Title: Professor Emeritus
Campus Affiliation: Graduate Center/John Jay College
Degrees/Diplomas: PhD, 1968 Johns Hopkins University
Research Interests: Advanced International Relations

Professor Sullivan earned a PhD in 1968 at the Johns Hopkins School of Advanced International Studies, from which he also earned a masters degree. He taught at John Jay College or 33 years and was from 1986 to 1989 the first chair of its Government Department (now the Political Science Department).  During much of the 1980s, Sullivan worked with the philosopher Hans-George Gadamer in Heidelberg in Germany. He translated Gadamer’s Philosophical Apprenticeships (MIT Press, 1985) and published Political Hermeneutics (Penn State Press, 1989), a book dealing with Gadamer’s early writings.

During the 1990s, Sullivan published Crime and Liberalism (Lexington Books, 2000) and edited Crime, Risk, and Justice (Willan Books, 2000). During this period he also functioned as Deputy EO of CUNY’s Criminal Justice PhD Program. In the first decade of this century, Sullivan worked as a reviewer for the Times Literary Supplement (TLS) in London, where he published several reviews.  Throughout his career, Sullivan published articles in multiple refereed academic journals, including Orbis, the Australian Journal of Politics and History, the Midwest Political Science Review, and Polity.

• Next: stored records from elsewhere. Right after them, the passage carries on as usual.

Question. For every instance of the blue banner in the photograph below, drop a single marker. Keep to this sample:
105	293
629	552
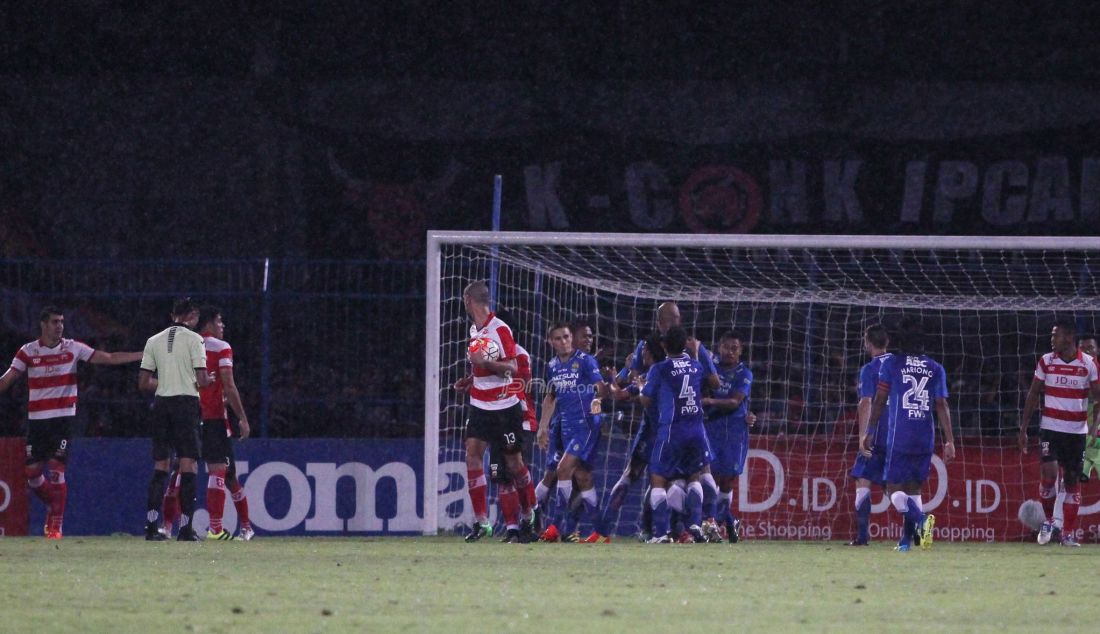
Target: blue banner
330	487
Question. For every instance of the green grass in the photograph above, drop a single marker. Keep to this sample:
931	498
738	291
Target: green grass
442	585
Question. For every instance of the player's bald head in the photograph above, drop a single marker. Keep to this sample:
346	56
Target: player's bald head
476	292
668	316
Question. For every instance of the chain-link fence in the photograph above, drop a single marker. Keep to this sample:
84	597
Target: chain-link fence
321	348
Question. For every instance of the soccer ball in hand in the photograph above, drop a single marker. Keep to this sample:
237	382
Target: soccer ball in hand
1031	514
486	347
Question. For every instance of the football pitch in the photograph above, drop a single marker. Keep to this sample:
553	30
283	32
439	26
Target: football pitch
442	585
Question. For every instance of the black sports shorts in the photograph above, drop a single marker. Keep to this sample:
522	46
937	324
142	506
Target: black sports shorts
1068	449
504	432
48	438
217	445
175	427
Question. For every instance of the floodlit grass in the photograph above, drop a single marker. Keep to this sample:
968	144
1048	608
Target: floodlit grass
442	585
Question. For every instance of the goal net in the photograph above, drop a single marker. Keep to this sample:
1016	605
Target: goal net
800	306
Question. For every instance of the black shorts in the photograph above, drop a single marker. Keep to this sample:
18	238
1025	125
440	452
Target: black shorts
504	432
217	444
1068	449
175	427
47	439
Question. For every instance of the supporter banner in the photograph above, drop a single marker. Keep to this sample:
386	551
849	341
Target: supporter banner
12	487
1042	182
798	488
333	487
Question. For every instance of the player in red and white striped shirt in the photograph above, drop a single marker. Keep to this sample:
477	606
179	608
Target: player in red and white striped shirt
1067	378
50	363
494	417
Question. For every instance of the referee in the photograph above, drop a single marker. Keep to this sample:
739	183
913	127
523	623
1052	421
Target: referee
177	358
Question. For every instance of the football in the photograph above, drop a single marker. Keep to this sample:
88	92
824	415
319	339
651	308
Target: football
486	347
1031	514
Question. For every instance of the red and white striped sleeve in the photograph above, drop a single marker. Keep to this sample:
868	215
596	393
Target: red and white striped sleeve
507	343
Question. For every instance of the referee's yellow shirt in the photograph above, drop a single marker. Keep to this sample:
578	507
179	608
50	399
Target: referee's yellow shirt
174	353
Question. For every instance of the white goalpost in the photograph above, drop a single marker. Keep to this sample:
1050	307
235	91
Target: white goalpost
800	305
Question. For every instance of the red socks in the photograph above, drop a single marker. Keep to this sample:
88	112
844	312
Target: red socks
171	507
58	493
479	493
216	501
37	484
1069	507
1047	494
241	503
509	505
526	489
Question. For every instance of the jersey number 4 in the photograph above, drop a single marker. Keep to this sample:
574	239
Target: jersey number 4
916	396
688	392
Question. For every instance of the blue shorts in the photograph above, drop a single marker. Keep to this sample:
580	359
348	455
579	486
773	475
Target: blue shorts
681	455
871	468
906	468
581	438
729	445
553	450
642	445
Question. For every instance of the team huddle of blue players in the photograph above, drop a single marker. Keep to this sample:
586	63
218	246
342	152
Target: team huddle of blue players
688	402
692	440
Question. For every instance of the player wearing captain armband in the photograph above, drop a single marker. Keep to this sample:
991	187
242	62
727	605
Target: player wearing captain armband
1087	343
574	390
652	352
869	466
1067	379
668	316
681	449
914	384
727	429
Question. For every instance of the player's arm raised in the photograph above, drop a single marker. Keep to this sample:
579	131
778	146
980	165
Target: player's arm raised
878	406
9	379
1030	404
732	403
504	368
233	396
944	417
864	415
146	381
101	358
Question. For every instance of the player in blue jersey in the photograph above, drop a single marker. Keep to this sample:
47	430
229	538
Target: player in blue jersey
681	450
911	383
652	352
727	428
575	389
583	340
668	316
869	466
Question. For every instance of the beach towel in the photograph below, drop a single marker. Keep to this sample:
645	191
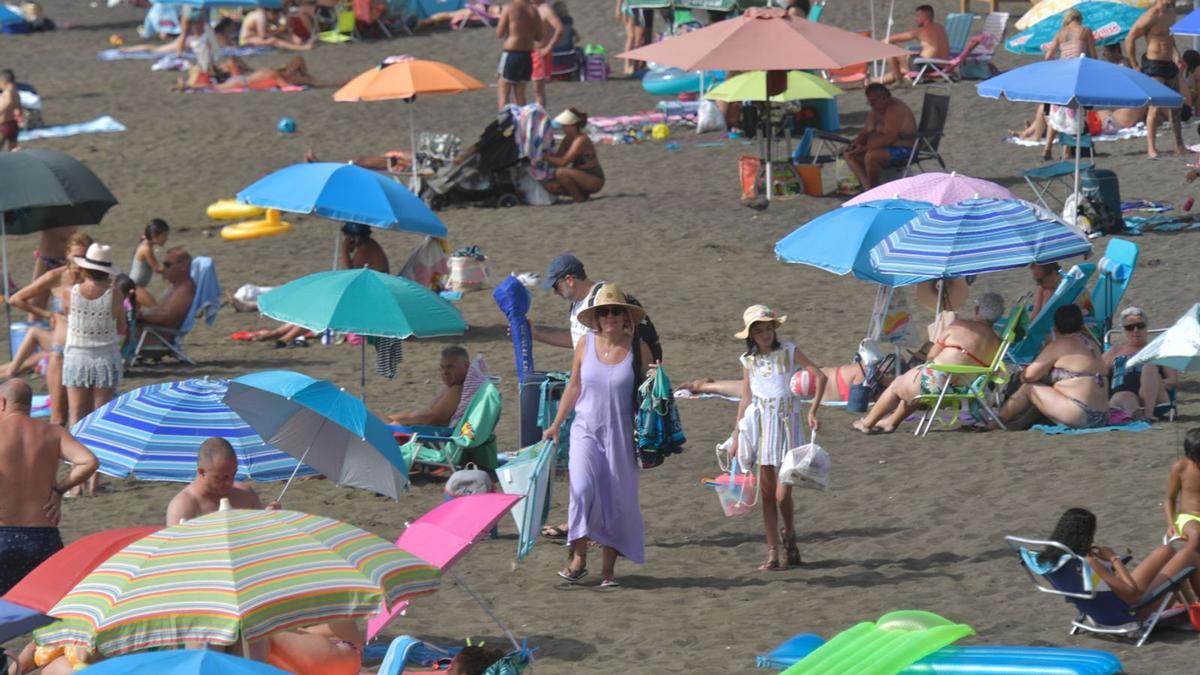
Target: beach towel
105	124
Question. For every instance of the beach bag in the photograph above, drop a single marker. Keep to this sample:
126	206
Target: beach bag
807	466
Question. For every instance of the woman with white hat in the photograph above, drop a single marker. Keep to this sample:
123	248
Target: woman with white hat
91	360
769	419
579	172
605	374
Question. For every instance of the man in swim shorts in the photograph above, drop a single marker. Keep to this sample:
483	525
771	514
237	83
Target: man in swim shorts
1162	63
30	493
522	30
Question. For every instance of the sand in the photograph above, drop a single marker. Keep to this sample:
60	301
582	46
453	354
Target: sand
907	523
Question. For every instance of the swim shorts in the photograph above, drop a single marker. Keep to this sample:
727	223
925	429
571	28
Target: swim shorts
515	66
22	549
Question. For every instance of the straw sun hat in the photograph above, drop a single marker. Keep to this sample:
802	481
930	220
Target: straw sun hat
610	296
756	314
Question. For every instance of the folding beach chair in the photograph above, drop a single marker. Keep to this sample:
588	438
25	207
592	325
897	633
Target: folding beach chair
1099	610
157	341
472	440
1074	282
989	381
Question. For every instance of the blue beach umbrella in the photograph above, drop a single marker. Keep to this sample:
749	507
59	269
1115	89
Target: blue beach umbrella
1110	22
977	237
155	431
323	426
840	240
345	192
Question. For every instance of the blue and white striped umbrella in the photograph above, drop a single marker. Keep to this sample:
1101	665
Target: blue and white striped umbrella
155	432
977	237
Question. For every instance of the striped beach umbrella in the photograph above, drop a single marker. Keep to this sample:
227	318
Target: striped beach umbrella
154	432
235	575
977	237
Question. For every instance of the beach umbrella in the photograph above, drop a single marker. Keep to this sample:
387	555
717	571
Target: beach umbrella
936	189
45	189
1177	347
977	237
840	240
1050	7
405	78
1080	83
154	432
183	662
364	302
323	426
49	581
1110	22
235	574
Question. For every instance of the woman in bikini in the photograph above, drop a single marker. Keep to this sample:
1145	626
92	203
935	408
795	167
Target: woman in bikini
1067	382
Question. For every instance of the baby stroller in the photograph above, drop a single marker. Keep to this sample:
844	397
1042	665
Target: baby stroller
485	173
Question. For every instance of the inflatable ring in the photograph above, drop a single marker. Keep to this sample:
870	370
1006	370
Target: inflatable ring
256	228
233	209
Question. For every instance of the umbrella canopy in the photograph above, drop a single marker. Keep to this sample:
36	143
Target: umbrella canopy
43	189
936	189
1179	347
406	78
765	40
183	662
343	192
1110	22
1050	7
155	432
841	240
49	581
323	426
976	237
753	87
235	575
364	302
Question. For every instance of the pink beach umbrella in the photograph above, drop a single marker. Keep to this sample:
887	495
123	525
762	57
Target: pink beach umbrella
937	189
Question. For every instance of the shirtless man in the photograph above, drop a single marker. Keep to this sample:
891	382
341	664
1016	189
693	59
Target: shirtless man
30	494
455	363
544	54
934	45
881	139
1162	63
216	465
10	105
522	30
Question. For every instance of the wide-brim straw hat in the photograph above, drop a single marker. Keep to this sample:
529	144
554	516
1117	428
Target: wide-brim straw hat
99	257
610	296
757	314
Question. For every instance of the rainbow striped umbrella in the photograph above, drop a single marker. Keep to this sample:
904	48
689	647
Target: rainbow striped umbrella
977	237
235	575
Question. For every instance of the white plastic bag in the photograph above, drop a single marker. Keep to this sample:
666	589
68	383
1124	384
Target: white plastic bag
807	466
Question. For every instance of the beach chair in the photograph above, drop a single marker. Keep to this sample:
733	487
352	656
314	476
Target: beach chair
156	341
472	440
988	382
1074	282
1099	611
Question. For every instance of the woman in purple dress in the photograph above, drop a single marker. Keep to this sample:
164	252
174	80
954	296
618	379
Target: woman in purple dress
604	505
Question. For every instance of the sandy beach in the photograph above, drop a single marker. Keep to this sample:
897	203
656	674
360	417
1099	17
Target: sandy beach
907	524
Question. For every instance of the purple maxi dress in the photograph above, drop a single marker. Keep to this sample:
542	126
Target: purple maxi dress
604	503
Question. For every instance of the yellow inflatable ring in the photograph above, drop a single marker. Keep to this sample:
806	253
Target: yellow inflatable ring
233	209
256	228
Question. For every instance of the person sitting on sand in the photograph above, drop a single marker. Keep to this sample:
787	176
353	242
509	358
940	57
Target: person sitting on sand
1066	382
453	369
577	167
965	341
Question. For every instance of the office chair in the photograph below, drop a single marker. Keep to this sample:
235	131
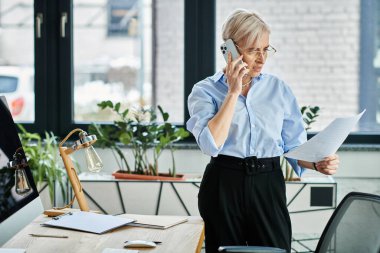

He also published articles in Eighteenth Century Studies, the Legal Studies Forum, the Journal of Criminal Justice, the Journal of Church and State, the Lamar Journal of the Humanities, and the Canadian journal Philosophy of the Social Sciences.  Professor Sullivan retired from CUNY in 2000 and has since been pursuing a career in real estate finance in Brooklyn.